The changing of the guard at the Polish foreign ministry comes after Czaputowicz last week stepped down from his role as Poland’s top diplomat to make room for a new face.
An aide quoted him as voicing hope at the time that his successor would “continue the current line of policy and work to further strengthen Poland's position in the international arena.”
New man in charge
Rau, the new man at the helm of the Polish foreign ministry, is a university lecturer and a professor of law as well as a lawyer.
He was elected an MP last year.
Prior to that, Rau was a senator, and he also served as governor of Poland's Łódzkie province from 2015 to 2019.
Rau graduated from the Faculty of Law and Administration at the University of Łódź in central Poland in 1977. He earned a Ph.D. degree in 1982 and followed up with a post-doctoral degree in law in 1996.
He became a professor of law in 2005. He heads the Department of Political and Legal Doctrines and the Alexis de Tocqueville Centre for Political and Legal Thought at the University of Łódź.
Rau has also lectured extensively abroad, including at German, Dutch, British, US and Australian universities, such as Cambridge University, the University of Texas at Austin and Stanford University in the United States, and the Australian National University in Canberra.

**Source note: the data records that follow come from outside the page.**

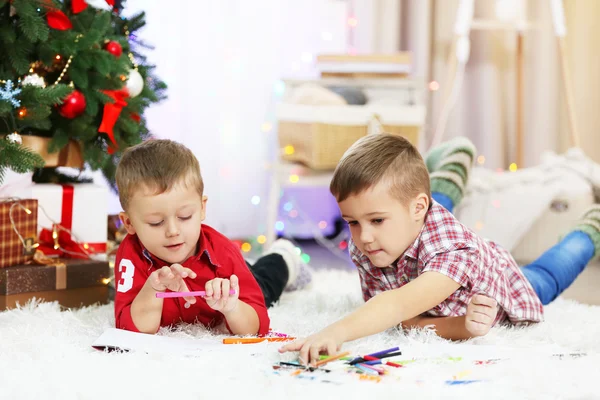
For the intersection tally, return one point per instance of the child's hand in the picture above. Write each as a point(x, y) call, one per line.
point(481, 313)
point(217, 294)
point(312, 346)
point(172, 278)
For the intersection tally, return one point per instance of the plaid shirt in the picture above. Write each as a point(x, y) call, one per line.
point(450, 248)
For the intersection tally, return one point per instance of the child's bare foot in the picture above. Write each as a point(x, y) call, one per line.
point(300, 274)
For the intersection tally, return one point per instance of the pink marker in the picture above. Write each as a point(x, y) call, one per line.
point(169, 295)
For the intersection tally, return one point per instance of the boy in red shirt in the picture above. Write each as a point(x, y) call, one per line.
point(169, 249)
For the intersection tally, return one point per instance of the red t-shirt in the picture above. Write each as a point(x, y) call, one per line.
point(217, 257)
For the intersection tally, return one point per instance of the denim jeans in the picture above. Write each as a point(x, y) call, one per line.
point(557, 268)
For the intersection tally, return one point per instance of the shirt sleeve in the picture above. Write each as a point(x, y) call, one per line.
point(458, 265)
point(131, 274)
point(366, 280)
point(250, 292)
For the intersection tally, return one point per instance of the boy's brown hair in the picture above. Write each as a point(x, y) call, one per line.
point(157, 164)
point(374, 158)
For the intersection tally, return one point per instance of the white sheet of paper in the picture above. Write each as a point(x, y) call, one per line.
point(475, 352)
point(121, 339)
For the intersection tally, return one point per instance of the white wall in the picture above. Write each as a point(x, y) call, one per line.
point(222, 61)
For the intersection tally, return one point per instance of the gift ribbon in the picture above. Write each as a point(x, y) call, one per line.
point(59, 240)
point(60, 267)
point(111, 115)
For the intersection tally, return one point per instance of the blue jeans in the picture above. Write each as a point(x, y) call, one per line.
point(556, 269)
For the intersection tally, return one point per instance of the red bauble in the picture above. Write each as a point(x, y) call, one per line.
point(114, 48)
point(73, 105)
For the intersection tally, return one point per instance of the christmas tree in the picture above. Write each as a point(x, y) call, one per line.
point(71, 72)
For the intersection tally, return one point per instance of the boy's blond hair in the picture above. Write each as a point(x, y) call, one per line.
point(157, 164)
point(374, 158)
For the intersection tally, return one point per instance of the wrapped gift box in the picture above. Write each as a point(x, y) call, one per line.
point(81, 208)
point(73, 283)
point(17, 218)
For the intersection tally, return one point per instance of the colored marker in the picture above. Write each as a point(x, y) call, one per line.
point(380, 354)
point(255, 340)
point(332, 358)
point(169, 295)
point(371, 358)
point(366, 370)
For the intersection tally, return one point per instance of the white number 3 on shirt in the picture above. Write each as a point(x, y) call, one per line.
point(126, 269)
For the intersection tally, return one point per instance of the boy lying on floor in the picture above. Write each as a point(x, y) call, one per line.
point(419, 265)
point(168, 248)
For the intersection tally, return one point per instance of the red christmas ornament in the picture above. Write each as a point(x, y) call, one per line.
point(73, 105)
point(114, 48)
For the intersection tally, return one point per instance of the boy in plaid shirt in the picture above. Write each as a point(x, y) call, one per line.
point(418, 265)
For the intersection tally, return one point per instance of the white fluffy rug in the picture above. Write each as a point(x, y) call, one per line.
point(46, 353)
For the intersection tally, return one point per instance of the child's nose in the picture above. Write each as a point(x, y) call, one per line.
point(366, 236)
point(172, 229)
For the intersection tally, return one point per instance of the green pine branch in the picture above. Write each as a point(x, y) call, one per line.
point(18, 158)
point(25, 38)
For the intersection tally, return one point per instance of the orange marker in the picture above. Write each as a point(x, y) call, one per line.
point(255, 340)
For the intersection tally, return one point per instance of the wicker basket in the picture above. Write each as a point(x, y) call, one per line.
point(319, 136)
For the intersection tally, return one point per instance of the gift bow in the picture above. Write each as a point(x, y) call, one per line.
point(111, 115)
point(59, 241)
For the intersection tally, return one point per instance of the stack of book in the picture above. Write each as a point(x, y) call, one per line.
point(396, 65)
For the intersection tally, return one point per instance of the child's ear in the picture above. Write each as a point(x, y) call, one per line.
point(420, 206)
point(204, 200)
point(127, 223)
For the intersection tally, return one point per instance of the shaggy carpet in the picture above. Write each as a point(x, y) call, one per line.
point(47, 353)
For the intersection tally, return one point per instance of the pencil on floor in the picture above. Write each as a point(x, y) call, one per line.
point(256, 340)
point(332, 358)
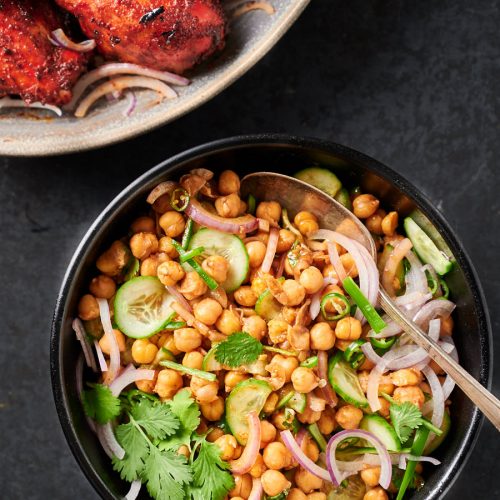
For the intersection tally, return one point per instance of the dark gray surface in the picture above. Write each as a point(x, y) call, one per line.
point(413, 84)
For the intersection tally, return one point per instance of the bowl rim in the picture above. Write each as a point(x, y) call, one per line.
point(276, 140)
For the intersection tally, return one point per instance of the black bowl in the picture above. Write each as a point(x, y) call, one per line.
point(282, 154)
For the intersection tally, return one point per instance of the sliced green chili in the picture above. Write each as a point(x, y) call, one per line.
point(369, 312)
point(332, 299)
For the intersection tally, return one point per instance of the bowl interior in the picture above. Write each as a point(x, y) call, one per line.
point(285, 155)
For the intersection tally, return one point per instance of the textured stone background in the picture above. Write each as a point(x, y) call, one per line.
point(413, 84)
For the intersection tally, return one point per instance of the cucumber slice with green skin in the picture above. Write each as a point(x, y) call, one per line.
point(321, 178)
point(445, 427)
point(142, 307)
point(345, 381)
point(382, 429)
point(230, 247)
point(247, 396)
point(426, 249)
point(343, 197)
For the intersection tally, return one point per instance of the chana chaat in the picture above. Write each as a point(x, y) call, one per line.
point(238, 352)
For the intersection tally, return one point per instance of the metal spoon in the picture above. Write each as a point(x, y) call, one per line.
point(296, 196)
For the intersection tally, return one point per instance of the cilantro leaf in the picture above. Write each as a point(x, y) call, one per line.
point(136, 449)
point(211, 477)
point(405, 417)
point(165, 473)
point(157, 420)
point(100, 404)
point(239, 349)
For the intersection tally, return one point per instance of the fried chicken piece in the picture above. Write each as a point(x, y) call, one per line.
point(30, 65)
point(171, 35)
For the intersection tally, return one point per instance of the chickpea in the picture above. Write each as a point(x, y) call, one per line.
point(271, 402)
point(143, 245)
point(276, 456)
point(88, 308)
point(277, 330)
point(274, 482)
point(311, 279)
point(349, 417)
point(217, 267)
point(227, 444)
point(374, 222)
point(143, 351)
point(349, 265)
point(207, 311)
point(187, 339)
point(233, 378)
point(168, 383)
point(377, 493)
point(165, 245)
point(170, 272)
point(267, 433)
point(285, 240)
point(114, 259)
point(304, 380)
point(364, 205)
point(204, 391)
point(327, 422)
point(104, 342)
point(348, 328)
point(228, 206)
point(390, 223)
point(143, 225)
point(102, 287)
point(296, 494)
point(192, 359)
point(407, 376)
point(213, 411)
point(306, 481)
point(322, 336)
point(242, 486)
point(192, 286)
point(255, 326)
point(256, 252)
point(269, 210)
point(259, 467)
point(410, 393)
point(172, 223)
point(229, 182)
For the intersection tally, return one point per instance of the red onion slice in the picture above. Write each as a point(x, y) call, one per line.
point(114, 361)
point(133, 492)
point(60, 39)
point(331, 462)
point(79, 330)
point(238, 225)
point(302, 458)
point(247, 459)
point(270, 250)
point(100, 357)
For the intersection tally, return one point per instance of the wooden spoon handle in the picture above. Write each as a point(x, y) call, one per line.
point(478, 394)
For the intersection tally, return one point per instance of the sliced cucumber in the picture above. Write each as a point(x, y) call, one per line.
point(382, 429)
point(445, 427)
point(345, 381)
point(230, 247)
point(426, 249)
point(249, 395)
point(267, 307)
point(142, 307)
point(321, 178)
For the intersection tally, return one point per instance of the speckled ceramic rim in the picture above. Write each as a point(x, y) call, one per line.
point(451, 470)
point(106, 135)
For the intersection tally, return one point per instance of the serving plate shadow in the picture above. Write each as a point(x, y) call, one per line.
point(39, 133)
point(283, 154)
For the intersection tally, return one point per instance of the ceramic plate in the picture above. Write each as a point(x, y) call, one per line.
point(37, 132)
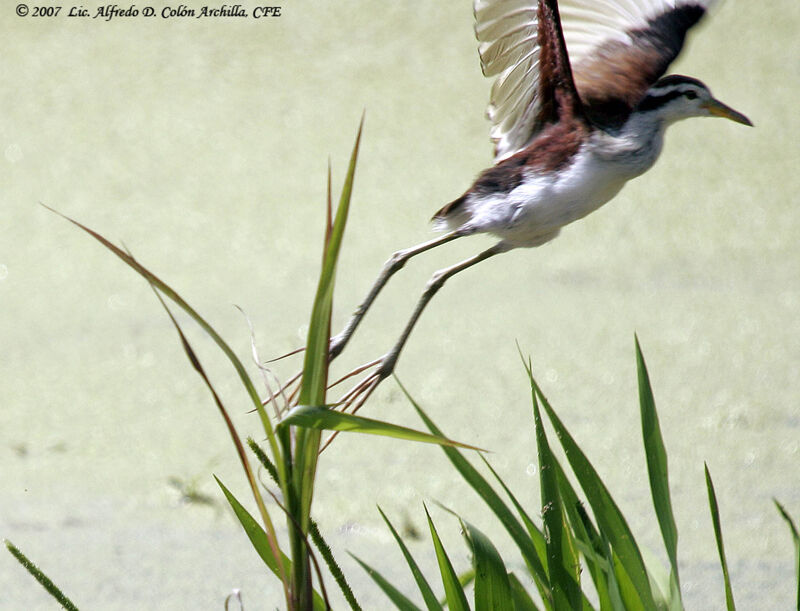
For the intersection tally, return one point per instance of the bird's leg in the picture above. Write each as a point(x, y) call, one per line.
point(389, 360)
point(394, 264)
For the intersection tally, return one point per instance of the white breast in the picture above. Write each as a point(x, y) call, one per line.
point(534, 212)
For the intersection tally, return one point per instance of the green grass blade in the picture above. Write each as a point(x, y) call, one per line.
point(712, 502)
point(333, 566)
point(398, 599)
point(796, 539)
point(535, 534)
point(562, 562)
point(494, 502)
point(315, 368)
point(522, 600)
point(314, 382)
point(492, 587)
point(657, 468)
point(39, 576)
point(259, 541)
point(453, 590)
point(313, 386)
point(424, 587)
point(609, 518)
point(585, 535)
point(325, 419)
point(316, 536)
point(254, 531)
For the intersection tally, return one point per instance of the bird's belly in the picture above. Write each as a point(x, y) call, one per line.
point(535, 211)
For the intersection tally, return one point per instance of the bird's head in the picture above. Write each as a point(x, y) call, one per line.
point(678, 97)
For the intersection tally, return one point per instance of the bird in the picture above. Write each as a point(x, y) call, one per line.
point(579, 107)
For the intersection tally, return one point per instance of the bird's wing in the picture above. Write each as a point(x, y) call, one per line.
point(617, 49)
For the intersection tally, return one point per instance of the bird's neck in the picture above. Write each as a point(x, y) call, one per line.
point(636, 145)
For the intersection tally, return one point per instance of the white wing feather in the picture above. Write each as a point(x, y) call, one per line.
point(507, 36)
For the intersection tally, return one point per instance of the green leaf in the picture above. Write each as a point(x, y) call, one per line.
point(424, 587)
point(315, 367)
point(494, 502)
point(657, 470)
point(397, 597)
point(712, 502)
point(609, 518)
point(492, 588)
point(313, 386)
point(453, 591)
point(522, 600)
point(325, 419)
point(586, 537)
point(258, 538)
point(39, 576)
point(796, 539)
point(562, 561)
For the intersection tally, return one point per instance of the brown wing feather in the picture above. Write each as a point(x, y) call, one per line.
point(558, 95)
point(616, 77)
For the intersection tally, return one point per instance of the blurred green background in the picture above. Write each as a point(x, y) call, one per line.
point(202, 144)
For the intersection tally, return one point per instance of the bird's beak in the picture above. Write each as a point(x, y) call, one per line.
point(718, 109)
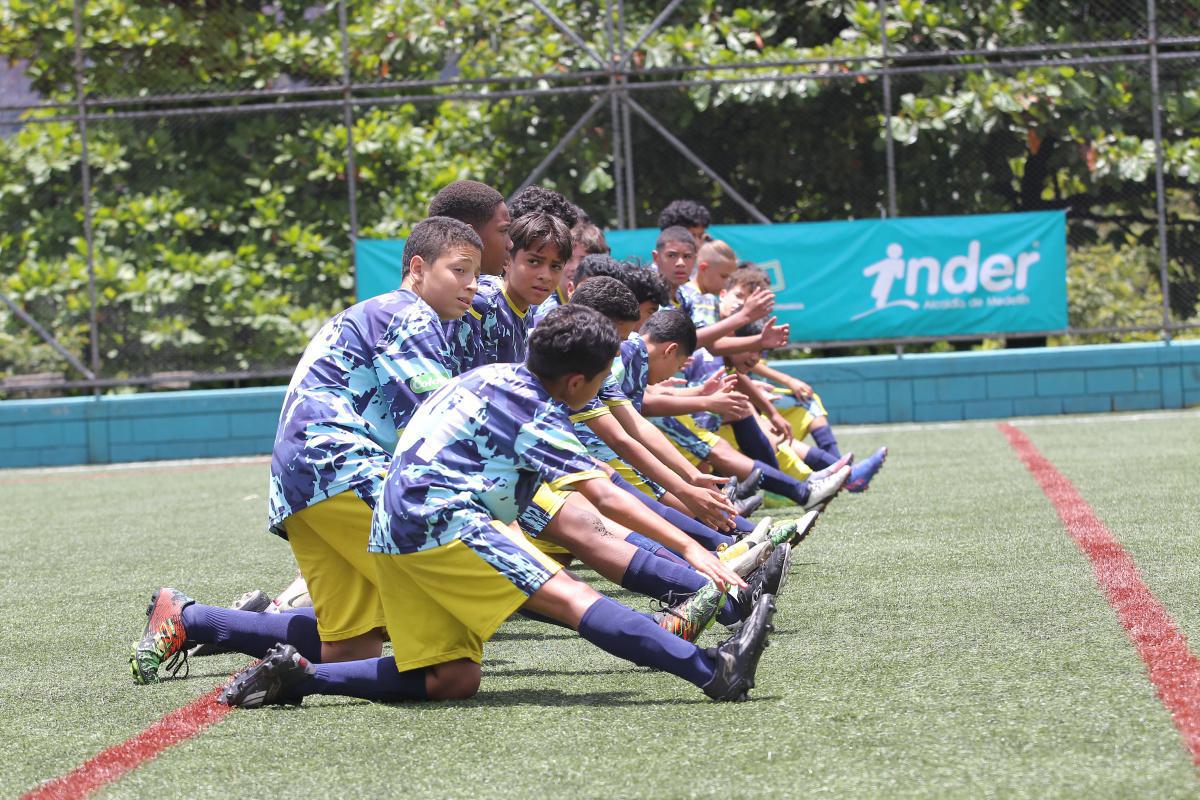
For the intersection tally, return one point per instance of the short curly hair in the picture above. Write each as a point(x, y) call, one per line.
point(685, 214)
point(468, 202)
point(539, 198)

From 2005 to 2007, during his term as a senator, he was a member of the Parliamentary Assembly of the human rights body Council of Europe.
Meanwhile, during his term as an MP from November 2019 to August 2020, Rau chaired the Foreign Affairs Committee of the Polish lower house, headed the Polish Delegation to the Parliamentary Assembly of the Council of Europe, and led the Polish-British Parliamentary Group.
He is taking charge as Poland’s new foreign minister amid a crisis in neighbouring Belarus, where a wave of popular discontent has grown against longtime strongman leader Alexander Lukashenko.